The organism is highly resistant to chlorine, making outbreaks common in recreational water facilities.
Clinical Features
Healthy individuals usually experience:
- Watery diarrhea
- Mild abdominal pain
- Nausea
- Low-grade fever
Symptoms generally resolve within one to two weeks.
However, in patients with severe immunodeficiency, especially those with advanced HIV infection, diarrhea may become profuse, prolonged, and life-threatening.
Cyclospora cayetanensis
Cyclospora infection is commonly associated with contaminated fresh fruits and vegetables.
Symptoms include:
- Prolonged watery diarrhea
- Fatigue
- Loss of appetite
- Weight loss
- Abdominal bloating
- Flatulence
- Nausea
Without treatment, symptoms may relapse repeatedly over several weeks.
Cystoisospora belli
Cystoisospora primarily affects immunocompromised individuals.
Patients develop:
- Chronic watery diarrhea
- Severe dehydration
- Weight loss
- Malabsorption
- Electrolyte disturbances
Persistent infection may result in significant nutritional deficiencies.
Microsporidia
Microsporidia are intracellular parasites that mainly infect individuals with impaired immunity.

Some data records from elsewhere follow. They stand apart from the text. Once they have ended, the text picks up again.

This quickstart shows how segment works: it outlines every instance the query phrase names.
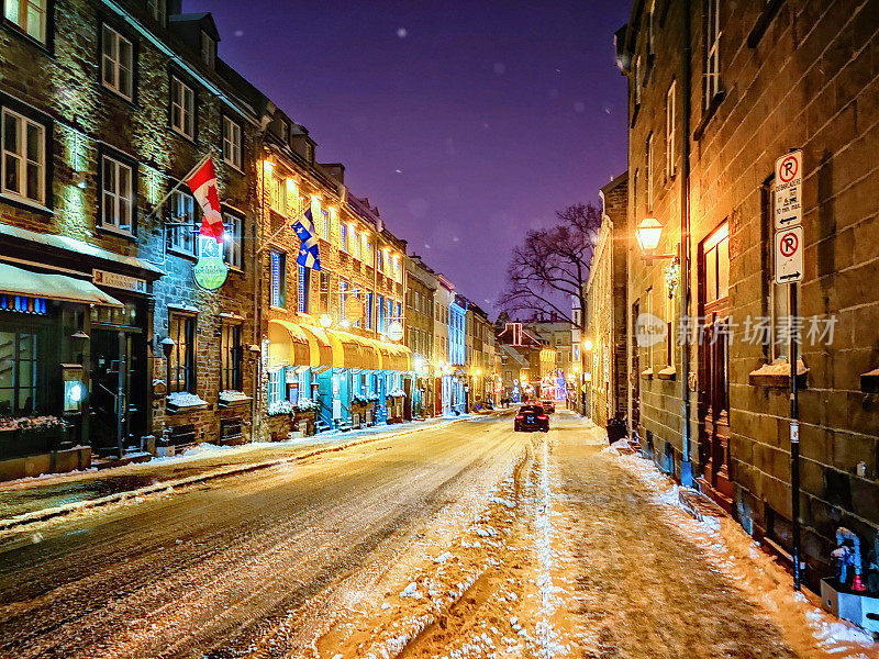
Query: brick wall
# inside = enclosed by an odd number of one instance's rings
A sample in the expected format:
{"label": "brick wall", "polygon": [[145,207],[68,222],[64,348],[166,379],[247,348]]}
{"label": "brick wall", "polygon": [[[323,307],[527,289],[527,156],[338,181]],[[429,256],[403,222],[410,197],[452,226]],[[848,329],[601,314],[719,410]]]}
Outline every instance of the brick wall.
{"label": "brick wall", "polygon": [[[837,526],[845,525],[864,539],[871,539],[879,528],[875,433],[879,402],[876,394],[861,390],[860,382],[861,373],[879,366],[879,293],[867,283],[875,279],[877,268],[878,209],[872,190],[879,136],[875,102],[879,93],[875,57],[879,4],[789,1],[768,16],[765,33],[758,34],[753,29],[764,8],[765,3],[757,1],[735,7],[721,3],[724,96],[705,107],[700,87],[705,51],[703,7],[692,5],[689,137],[694,305],[690,311],[698,313],[698,246],[726,223],[728,313],[738,323],[748,315],[770,315],[772,295],[786,292],[774,291],[770,282],[768,200],[774,164],[789,149],[802,148],[805,272],[799,314],[837,319],[831,345],[813,346],[806,340],[802,351],[810,370],[808,389],[800,399],[801,511],[806,557],[820,571],[828,560]],[[648,59],[644,21],[633,14],[631,23],[641,26],[630,46],[642,63]],[[678,91],[678,139],[683,129],[682,25],[681,5],[670,4],[657,21],[655,59],[648,76],[642,66],[641,107],[635,111],[631,105],[630,113],[630,224],[635,226],[647,214],[656,216],[665,227],[660,252],[674,249],[680,235],[680,176],[667,180],[663,170],[665,99],[672,79]],[[634,66],[635,58],[631,62]],[[630,77],[630,99],[632,86]],[[647,208],[644,176],[650,133],[656,156],[653,209]],[[643,304],[648,287],[659,289],[661,269],[658,264],[633,261],[630,301]],[[743,331],[739,325],[737,332]],[[754,386],[748,377],[779,351],[786,351],[783,346],[775,349],[748,343],[742,334],[731,343],[728,472],[734,484],[732,505],[745,527],[790,547],[788,392],[783,387]],[[639,357],[644,369],[645,350]],[[692,372],[699,375],[700,365],[694,348]],[[694,443],[705,427],[699,413],[704,390],[700,378],[693,394]],[[670,442],[676,462],[681,449],[679,396],[679,382],[641,380],[642,431],[652,432],[657,451],[661,450],[659,444]],[[705,456],[696,445],[693,456],[704,462]],[[703,463],[694,470],[701,467]]]}

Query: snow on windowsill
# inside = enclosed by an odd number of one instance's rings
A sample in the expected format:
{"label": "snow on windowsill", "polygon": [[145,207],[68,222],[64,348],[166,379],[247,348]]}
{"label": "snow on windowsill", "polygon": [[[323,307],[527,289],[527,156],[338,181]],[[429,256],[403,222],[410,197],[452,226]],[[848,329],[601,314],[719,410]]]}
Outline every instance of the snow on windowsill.
{"label": "snow on windowsill", "polygon": [[[797,379],[809,373],[802,359],[797,360]],[[748,373],[748,382],[754,387],[787,387],[790,382],[790,364],[787,357],[779,357],[771,364],[764,364]]]}
{"label": "snow on windowsill", "polygon": [[210,404],[196,393],[175,391],[166,399],[165,404],[173,411],[204,410]]}
{"label": "snow on windowsill", "polygon": [[656,373],[656,377],[659,378],[660,380],[674,380],[675,378],[677,378],[677,376],[678,371],[677,369],[675,369],[674,366],[667,366],[658,373]]}
{"label": "snow on windowsill", "polygon": [[220,392],[221,405],[241,405],[249,403],[253,399],[243,391],[224,390]]}

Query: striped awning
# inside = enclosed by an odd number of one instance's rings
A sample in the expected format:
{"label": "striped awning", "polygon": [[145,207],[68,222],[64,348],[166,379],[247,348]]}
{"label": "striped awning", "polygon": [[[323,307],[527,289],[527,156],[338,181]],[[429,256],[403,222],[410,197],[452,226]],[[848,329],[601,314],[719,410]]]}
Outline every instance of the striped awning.
{"label": "striped awning", "polygon": [[411,350],[340,330],[324,330],[282,320],[269,321],[269,359],[272,367],[308,366],[315,370],[411,370]]}
{"label": "striped awning", "polygon": [[268,322],[269,368],[311,366],[309,336],[300,325],[289,321]]}
{"label": "striped awning", "polygon": [[[0,264],[0,293],[12,295],[13,306],[15,297],[100,304],[102,306],[124,306],[122,302],[104,293],[90,281],[67,275],[32,272],[9,264]],[[9,308],[9,301],[7,301],[7,308]],[[14,309],[14,311],[22,310]]]}

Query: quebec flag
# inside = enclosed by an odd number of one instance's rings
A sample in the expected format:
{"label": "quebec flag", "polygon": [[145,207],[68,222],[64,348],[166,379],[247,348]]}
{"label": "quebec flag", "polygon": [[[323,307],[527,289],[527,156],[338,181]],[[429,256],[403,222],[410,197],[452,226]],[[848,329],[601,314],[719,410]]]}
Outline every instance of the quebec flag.
{"label": "quebec flag", "polygon": [[314,221],[311,216],[311,209],[308,209],[299,220],[293,222],[293,231],[301,241],[296,263],[312,270],[320,270],[321,253],[318,249],[318,236],[314,235]]}

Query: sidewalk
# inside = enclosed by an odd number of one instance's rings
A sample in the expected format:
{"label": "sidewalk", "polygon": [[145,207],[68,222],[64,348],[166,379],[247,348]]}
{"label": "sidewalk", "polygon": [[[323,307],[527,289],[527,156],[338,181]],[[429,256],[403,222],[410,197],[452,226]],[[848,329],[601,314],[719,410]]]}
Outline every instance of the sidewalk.
{"label": "sidewalk", "polygon": [[201,444],[182,455],[154,458],[148,462],[9,481],[0,483],[0,530],[74,510],[111,503],[134,493],[146,494],[169,487],[266,469],[329,450],[341,450],[352,444],[408,435],[469,418],[474,416],[433,417],[347,433],[322,433],[290,442],[242,446]]}

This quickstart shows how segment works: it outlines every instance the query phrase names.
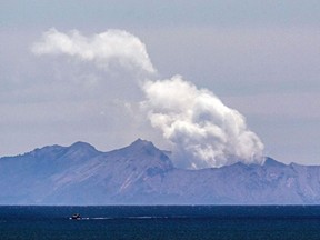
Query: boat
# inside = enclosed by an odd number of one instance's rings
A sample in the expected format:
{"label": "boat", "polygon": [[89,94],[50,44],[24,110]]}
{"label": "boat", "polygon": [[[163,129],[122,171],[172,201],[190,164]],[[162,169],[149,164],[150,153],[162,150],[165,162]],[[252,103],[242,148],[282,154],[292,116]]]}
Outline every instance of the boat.
{"label": "boat", "polygon": [[79,213],[74,213],[70,219],[72,220],[80,220],[81,216]]}

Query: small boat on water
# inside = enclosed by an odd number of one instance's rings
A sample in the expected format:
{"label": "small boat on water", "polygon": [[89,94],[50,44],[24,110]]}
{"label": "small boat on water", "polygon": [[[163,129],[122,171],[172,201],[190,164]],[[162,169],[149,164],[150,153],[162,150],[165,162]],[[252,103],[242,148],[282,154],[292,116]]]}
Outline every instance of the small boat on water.
{"label": "small boat on water", "polygon": [[74,213],[70,219],[72,220],[80,220],[81,216],[79,213]]}

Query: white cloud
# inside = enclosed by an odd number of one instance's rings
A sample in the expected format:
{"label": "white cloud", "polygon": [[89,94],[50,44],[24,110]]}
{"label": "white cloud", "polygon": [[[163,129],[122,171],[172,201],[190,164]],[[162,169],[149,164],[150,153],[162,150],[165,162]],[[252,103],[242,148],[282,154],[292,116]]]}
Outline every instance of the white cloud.
{"label": "white cloud", "polygon": [[137,37],[123,30],[111,29],[92,37],[73,30],[69,34],[50,29],[42,40],[32,47],[36,54],[67,54],[83,61],[93,61],[108,69],[116,62],[127,69],[156,72],[146,46]]}
{"label": "white cloud", "polygon": [[238,161],[261,163],[263,144],[246,126],[244,117],[212,92],[174,76],[143,86],[152,127],[173,144],[179,167],[199,169]]}
{"label": "white cloud", "polygon": [[[66,34],[51,29],[43,33],[42,41],[33,44],[32,51],[39,56],[64,54],[91,61],[108,72],[121,72],[123,68],[138,72],[139,87],[146,94],[142,113],[147,113],[153,130],[160,130],[163,139],[171,143],[172,157],[179,167],[199,169],[238,161],[262,162],[260,139],[248,130],[243,116],[224,106],[212,92],[198,89],[180,76],[146,80],[157,71],[144,44],[126,31],[108,30],[88,38],[76,30]],[[117,92],[116,98],[119,97],[123,97],[121,92]],[[141,122],[146,123],[146,119]]]}

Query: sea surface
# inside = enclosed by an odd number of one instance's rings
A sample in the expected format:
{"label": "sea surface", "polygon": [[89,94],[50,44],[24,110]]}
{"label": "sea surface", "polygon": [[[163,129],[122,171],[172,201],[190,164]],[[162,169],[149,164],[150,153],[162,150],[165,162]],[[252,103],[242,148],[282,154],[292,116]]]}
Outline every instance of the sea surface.
{"label": "sea surface", "polygon": [[320,206],[10,206],[0,239],[319,240]]}

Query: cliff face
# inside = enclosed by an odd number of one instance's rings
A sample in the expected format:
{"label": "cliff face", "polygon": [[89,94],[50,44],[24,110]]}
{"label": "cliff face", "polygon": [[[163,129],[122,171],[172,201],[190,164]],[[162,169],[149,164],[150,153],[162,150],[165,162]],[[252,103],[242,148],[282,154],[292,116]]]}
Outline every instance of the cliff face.
{"label": "cliff face", "polygon": [[184,170],[137,140],[100,152],[84,142],[0,159],[0,204],[316,204],[320,167],[236,163]]}

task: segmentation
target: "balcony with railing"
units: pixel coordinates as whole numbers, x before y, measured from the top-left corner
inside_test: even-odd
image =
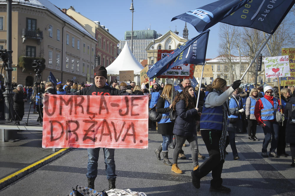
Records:
[[[43,39],[43,32],[42,31],[39,29],[31,30],[27,29],[23,29],[22,38],[23,43],[24,42],[24,41],[27,39],[32,39],[37,40],[39,45]]]

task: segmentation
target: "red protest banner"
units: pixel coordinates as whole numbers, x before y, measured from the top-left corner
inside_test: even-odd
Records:
[[[43,148],[148,148],[147,96],[43,99]]]

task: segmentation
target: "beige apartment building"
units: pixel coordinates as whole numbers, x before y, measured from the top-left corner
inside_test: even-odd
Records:
[[[51,71],[63,83],[68,79],[92,82],[95,38],[47,0],[12,1],[12,81],[32,86],[35,74],[32,61],[43,58],[43,81],[47,81]],[[0,47],[4,49],[6,9],[6,1],[0,1]]]
[[[109,32],[109,29],[101,25],[99,21],[93,21],[77,12],[71,6],[63,11],[78,22],[97,40],[95,49],[96,66],[106,67],[118,56],[117,45],[119,41]]]

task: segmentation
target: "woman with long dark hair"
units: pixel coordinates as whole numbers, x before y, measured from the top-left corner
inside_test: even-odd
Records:
[[[224,146],[227,131],[229,108],[226,101],[241,81],[234,82],[226,90],[226,81],[220,78],[212,83],[212,90],[206,98],[200,122],[202,137],[209,157],[197,170],[192,172],[193,184],[199,188],[200,180],[212,171],[210,190],[229,193],[230,189],[222,185],[221,173],[225,158]]]
[[[179,152],[186,140],[189,143],[191,148],[194,170],[196,170],[199,166],[196,121],[197,117],[201,115],[201,112],[198,112],[196,103],[194,88],[191,86],[184,87],[183,90],[176,96],[172,103],[173,109],[176,111],[178,116],[173,129],[176,144],[173,152],[173,164],[171,170],[177,174],[182,173],[182,171],[177,165],[177,159]]]
[[[161,134],[163,142],[155,151],[157,158],[161,160],[160,153],[163,153],[164,163],[168,165],[172,165],[172,163],[168,157],[168,146],[173,138],[173,127],[174,123],[171,122],[169,117],[170,108],[172,107],[171,93],[172,84],[168,84],[164,87],[163,92],[158,100],[157,111],[162,114],[162,118],[158,122],[158,133]]]

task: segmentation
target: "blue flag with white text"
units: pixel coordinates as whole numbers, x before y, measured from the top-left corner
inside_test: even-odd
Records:
[[[295,3],[295,0],[251,1],[221,21],[272,34]]]
[[[204,65],[209,31],[207,30],[191,39],[157,62],[147,72],[148,76],[153,78],[178,65]]]
[[[197,84],[198,84],[197,80],[196,79],[194,76],[193,76],[192,78],[189,78],[189,79],[191,81],[191,86],[194,87],[194,89],[196,88],[196,87],[197,86]]]
[[[49,72],[49,81],[52,82],[55,86],[56,85],[57,83],[57,81],[55,79],[55,77],[53,75],[53,74],[51,73],[51,72]]]
[[[252,1],[252,0],[251,0]],[[208,29],[250,0],[220,0],[174,17],[192,25],[199,33]]]

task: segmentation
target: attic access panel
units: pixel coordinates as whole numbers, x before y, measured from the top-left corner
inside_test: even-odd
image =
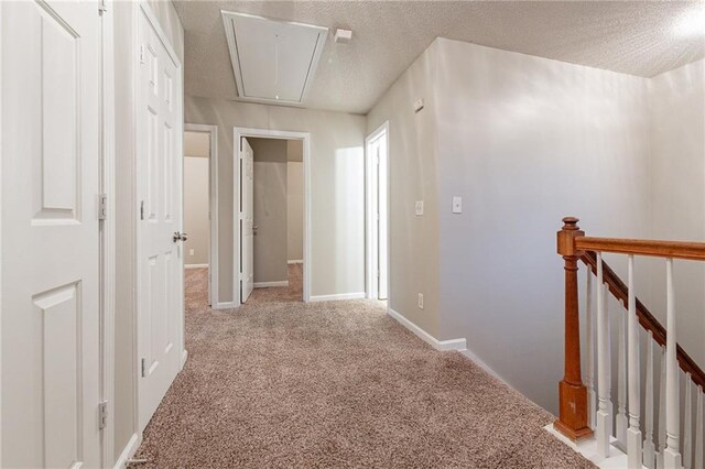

Clinical manifestations include:
- Chronic diarrhea
- Malabsorption
- Weight loss
- Muscle wasting
- Severe dehydration
Diagnosis often requires specialized staining techniques or molecular testing.
Helminthic Causes of Diarrhea
Although intestinal worms more commonly produce anemia, nutritional deficiencies, and abdominal discomfort, several helminths can also cause chronic diarrhea.
Important helminths include:
- Strongyloides stercoralis
- Trichuris trichiura
- Ascaris lumbricoides
- Hookworms
Heavy infestations may produce:
- Chronic diarrhea
- Protein loss
- Malnutrition
- Growth retardation in children
- Iron-deficiency anemia
- Intestinal obstruction in severe cases
Strongyloides is particularly dangerous because it can cause hyperinfection syndrome in immunosuppressed patients, leading to overwhelming systemic infection and a high mortality rate.
Fungal Causes of Diarrhea
Fungal diarrhea is relatively uncommon and is usually seen in patients with severe immunosuppression.
Common fungal pathogens include:
- Candida species
- Histoplasma capsulatum
- Cryptococcus neoformans
Patients typically present with:
- Chronic diarrhea
- Abdominal pain
- Weight loss
- Fever
- Malabsorption
Diagnosis often requires endoscopic biopsy and fungal culture, as stool examinations are frequently nondiagnostic.